Année 1709
Le Père
Fulgence Richer capucin de Mouzon écrivait :
"Cette année est appelée l'année du grand hiver.
La gelée commença le 6 janvier à 7:00 du matin, immédiatement après une
grande pluie. De gros arbres se fendirent par l'âpreté du froid et les
vieillards ne purent trouver dans leur mémoire aucun exemple d'un hiver
si rude,aussi n'y eut il ni froment ni vin, mais on sema de l'orge qui vint à merveille."
Le 11 novembre 1709, décède
Jacques Perard, curé du village. Il sera inhumé dans le chœur de la nouvelle église qui se construit.
Voilà ce qu'écrivait le curé de Jametz dans ses registres
paroissiaux :
Le curé de Velaines (55) donne une "Description de l'hyver de l'an 1709".
Sur 3 pages il explique la misère de ses paroissiens.
"Les petits enfants nouvellement nés mouraient quelques jours après
leur naissance, ne pouvant résister à la rigueur du froid". (AD55
Velaines baptêmes 1701-1720 64,65,66/145)
En voici la première page :
"Dans la plupart des villages, on y meurt à tas, on les enterre trois à
trois, quatre à quatre et on les trouve morts ou mourants dans les
jardins ou sur les chemins." (Un prêtre du diocèse de Paris.)
Plus prés de nous dans les
Ardennes, Jean Taté, bourgeois et échevins de Château Porcien, mais la valeur de son témoignage vaut pour notre
région, écrit :
"...Les semences étaient bien germées et la campagne bien empouillée,
et à voir les blés aux environs de Noël, il y avait lieu d'espérer une
récolte abondante en 1709.
Mais nos iniquités auraient tellement attiré sur nous la colère de
Dieu, qu'il envoya pour ainsi dire l'ange dont il est parlé dans
l'apocalypse, avec sa faux aiguë et tranchante pour moissonner cette
belle campagne, vendanger ces vignes et jardins, car le sixième janvier
de l'année 1709 il tomba si grande quantité d'eau la nuit que la
surface de la terre était remplie d'eau et à peine cette pluie cessa,
que l'on commença à sentir cette faux aiguë, je veux dire un froid
terrible, avec une si grande gelée, que toute la surface de la terre
n'était qu'une glace.
La gelée prit au point du jour, et avant deux heures on pouvait marcher
sur certaines glaces, et trois heures après on pouvait marcher sur
celle de la rivière.
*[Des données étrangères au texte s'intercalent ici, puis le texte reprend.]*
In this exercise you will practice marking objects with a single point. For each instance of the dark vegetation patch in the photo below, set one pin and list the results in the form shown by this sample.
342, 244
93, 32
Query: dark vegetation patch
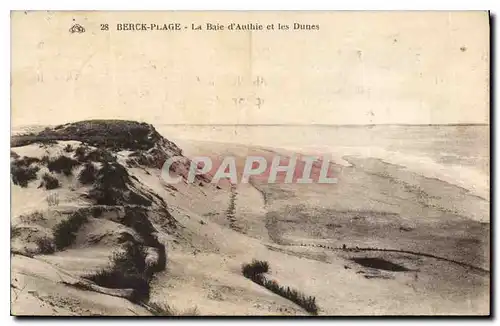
49, 182
379, 263
88, 174
65, 232
255, 270
22, 171
111, 134
128, 271
62, 164
45, 246
129, 268
68, 148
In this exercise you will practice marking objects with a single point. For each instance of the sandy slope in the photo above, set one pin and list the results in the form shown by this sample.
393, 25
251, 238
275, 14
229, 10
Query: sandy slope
299, 230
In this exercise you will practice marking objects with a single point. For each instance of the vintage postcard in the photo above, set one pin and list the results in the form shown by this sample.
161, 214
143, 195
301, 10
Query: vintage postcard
250, 163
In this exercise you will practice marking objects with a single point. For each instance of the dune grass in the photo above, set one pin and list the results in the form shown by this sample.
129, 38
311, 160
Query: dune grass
255, 270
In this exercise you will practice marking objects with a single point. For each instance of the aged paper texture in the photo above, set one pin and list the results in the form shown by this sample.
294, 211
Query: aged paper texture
250, 163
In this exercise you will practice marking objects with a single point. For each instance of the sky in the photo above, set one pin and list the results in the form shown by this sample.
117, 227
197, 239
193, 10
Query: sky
358, 68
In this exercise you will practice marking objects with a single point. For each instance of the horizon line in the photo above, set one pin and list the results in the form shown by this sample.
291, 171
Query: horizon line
317, 124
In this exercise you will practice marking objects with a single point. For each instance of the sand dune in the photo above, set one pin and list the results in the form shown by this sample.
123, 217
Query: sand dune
382, 241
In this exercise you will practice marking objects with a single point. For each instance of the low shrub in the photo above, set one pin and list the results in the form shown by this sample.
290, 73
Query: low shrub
68, 148
50, 182
158, 309
45, 246
21, 174
53, 199
88, 174
127, 271
65, 232
62, 164
255, 270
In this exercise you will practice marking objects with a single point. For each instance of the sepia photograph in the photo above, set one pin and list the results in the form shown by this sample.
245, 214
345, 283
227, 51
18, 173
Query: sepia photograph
250, 163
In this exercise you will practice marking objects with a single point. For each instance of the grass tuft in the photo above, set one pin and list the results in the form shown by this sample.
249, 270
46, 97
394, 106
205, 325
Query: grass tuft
65, 231
50, 182
62, 164
255, 270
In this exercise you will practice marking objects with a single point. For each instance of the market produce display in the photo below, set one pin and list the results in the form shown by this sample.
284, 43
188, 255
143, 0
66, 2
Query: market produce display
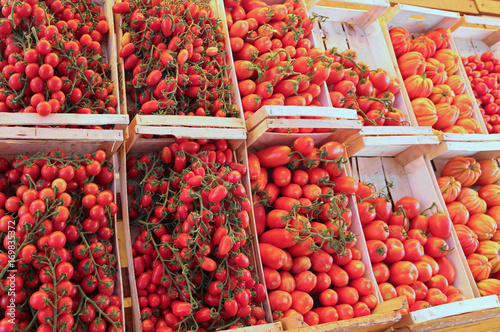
483, 74
192, 255
371, 93
436, 89
65, 269
53, 59
303, 216
275, 61
173, 56
470, 189
408, 249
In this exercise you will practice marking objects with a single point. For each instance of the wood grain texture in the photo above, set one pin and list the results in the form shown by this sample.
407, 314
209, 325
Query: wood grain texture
462, 6
489, 7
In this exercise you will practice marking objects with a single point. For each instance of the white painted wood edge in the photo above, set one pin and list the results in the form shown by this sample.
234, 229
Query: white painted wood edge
455, 308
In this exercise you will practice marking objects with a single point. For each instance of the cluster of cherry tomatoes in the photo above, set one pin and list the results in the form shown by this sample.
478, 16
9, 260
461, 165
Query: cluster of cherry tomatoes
53, 61
191, 259
437, 93
275, 61
472, 194
65, 267
311, 266
370, 92
408, 249
173, 54
483, 73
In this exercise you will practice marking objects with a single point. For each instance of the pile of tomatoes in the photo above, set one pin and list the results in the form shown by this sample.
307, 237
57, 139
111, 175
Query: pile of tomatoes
429, 69
483, 73
473, 200
173, 54
192, 257
57, 220
53, 59
370, 92
275, 61
302, 213
408, 249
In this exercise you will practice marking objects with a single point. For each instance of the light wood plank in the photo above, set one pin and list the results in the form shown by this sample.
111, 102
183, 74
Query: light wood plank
463, 6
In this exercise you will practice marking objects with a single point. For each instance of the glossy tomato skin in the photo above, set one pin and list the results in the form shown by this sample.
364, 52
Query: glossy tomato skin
403, 273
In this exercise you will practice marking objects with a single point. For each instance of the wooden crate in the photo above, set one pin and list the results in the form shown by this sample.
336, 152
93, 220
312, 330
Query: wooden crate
143, 126
415, 179
142, 146
261, 136
480, 315
360, 30
372, 142
179, 120
474, 35
384, 316
418, 21
12, 145
356, 227
269, 113
462, 6
78, 141
119, 120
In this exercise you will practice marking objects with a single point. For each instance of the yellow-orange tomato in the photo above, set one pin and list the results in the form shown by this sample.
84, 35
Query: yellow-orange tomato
60, 184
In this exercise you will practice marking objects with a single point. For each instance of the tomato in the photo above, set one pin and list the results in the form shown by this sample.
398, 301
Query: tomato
414, 250
376, 230
383, 208
410, 205
377, 250
446, 269
274, 156
338, 276
305, 281
435, 297
280, 300
395, 250
403, 273
301, 302
363, 285
425, 271
326, 314
387, 291
355, 269
436, 247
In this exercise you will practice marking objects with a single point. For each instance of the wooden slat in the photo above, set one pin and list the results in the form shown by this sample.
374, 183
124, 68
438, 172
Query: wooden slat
489, 7
192, 121
33, 119
463, 6
479, 321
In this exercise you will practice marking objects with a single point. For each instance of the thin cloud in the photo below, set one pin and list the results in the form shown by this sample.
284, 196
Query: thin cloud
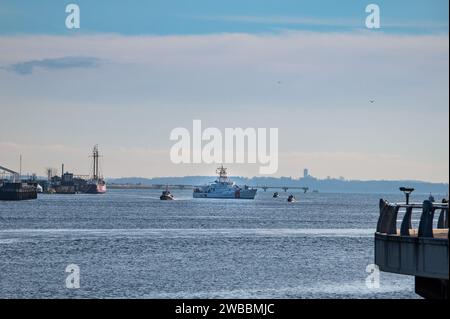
70, 62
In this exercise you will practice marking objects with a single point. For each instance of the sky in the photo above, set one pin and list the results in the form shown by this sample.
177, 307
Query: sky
136, 70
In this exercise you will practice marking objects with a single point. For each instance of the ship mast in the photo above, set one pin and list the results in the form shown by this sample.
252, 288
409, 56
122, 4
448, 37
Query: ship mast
222, 171
95, 169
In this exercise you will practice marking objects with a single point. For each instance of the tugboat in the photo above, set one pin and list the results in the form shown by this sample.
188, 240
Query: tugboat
166, 195
291, 198
223, 187
96, 185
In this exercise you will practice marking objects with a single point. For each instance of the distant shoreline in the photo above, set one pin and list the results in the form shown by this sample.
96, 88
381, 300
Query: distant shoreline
313, 184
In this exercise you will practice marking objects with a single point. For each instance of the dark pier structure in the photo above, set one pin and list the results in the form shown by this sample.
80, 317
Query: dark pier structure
422, 252
15, 189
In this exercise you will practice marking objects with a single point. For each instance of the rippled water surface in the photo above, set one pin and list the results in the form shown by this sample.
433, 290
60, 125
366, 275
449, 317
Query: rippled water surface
129, 244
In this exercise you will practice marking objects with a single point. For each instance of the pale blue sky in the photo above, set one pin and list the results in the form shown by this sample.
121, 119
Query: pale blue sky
136, 70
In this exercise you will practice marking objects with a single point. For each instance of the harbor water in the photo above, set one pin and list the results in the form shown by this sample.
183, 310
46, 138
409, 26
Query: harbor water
130, 244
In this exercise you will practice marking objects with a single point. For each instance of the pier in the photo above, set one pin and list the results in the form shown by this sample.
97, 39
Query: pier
14, 189
420, 252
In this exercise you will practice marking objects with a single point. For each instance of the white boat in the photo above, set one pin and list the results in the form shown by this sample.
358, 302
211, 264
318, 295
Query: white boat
223, 187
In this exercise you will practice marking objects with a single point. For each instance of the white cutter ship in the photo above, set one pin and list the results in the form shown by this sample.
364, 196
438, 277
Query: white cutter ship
223, 187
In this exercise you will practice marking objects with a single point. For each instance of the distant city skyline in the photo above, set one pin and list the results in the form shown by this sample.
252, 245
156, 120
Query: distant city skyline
347, 101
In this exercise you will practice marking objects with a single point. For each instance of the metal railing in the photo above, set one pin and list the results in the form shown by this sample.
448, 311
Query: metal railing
387, 221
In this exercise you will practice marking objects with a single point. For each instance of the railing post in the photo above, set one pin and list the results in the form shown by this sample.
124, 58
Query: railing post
426, 220
406, 222
387, 222
443, 218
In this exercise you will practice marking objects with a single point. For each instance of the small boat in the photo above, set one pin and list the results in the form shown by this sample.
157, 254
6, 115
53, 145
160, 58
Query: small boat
166, 195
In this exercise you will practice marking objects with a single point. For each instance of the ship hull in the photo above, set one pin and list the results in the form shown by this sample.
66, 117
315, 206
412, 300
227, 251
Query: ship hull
95, 189
243, 194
Et cette grande gelée dura pendant 18 jours, sans
discontinuer. L'on ne pouvait sortir des maisons que fort rarement, à
cause du grand givre, quoique le soleil luisait. Il n'y avait personne
sur terre qui avait vu ni ouï parler d'une telle gelée.
Sur la fin de janvier, le temps s'obscurcit et il tomba un peu de
neige. L'on espérait avoir un dégel, mais le froid reprit sa vigueur,
et il tomba du verglas qui avait tout couvert la terre, comme une glace
et resta ainsi 15 jours avec une gelée terrible et cette fâcheuse hiver
dura jusqu'environ le 8 ou 10 mars, que le verglas fut entièrement
fondu.
Les laboureurs vont voir leur terre, où ils ne voient plus de blé. L'un
dit qu'ils sont gelés, le peuple entre pour lors dans une grande
perplexité de savoir si les grains sont gelés ou non. Chacun dit son
sentiment sur cette triste aventure.
Il y eut des personnes qui en ont
été hachés des morceaux avec des haches, et les ont mis dans des caves
pour voir si ce blé reprendrait nourriture, étant tout sec, mais après
un petit temps on n'y a pris garde, et on a connu que le dit blé était
mort...
...Les commissaires vont dans toutes les provinces de France de la part
du roi avec défense de labourer les terres ensemencées en froment avant
le 8 mai. Ce fut pour lors que chacun en fut triste, tant les riches
que les pauvres de voir un tel fléau en France et se voir à la veille
d'une famine cruelle.
Les pauvres ne parlent que de piller. Les riches
dans cette crainte barricadent leurs portes et on ne peut plus vendre
de grain. Les marchés sont presque abolis, celui qui a de l'argent à
peine peut-il avoir du grain. Le roi d'un autre côté, se voit dans un
grand embarras. Un peuple prêt à se révolter, les ennemis de toutes
parts prêts à entrer en France, lesquels avaient de grandes espérances
de faire moisson dans leurs (notre) pays...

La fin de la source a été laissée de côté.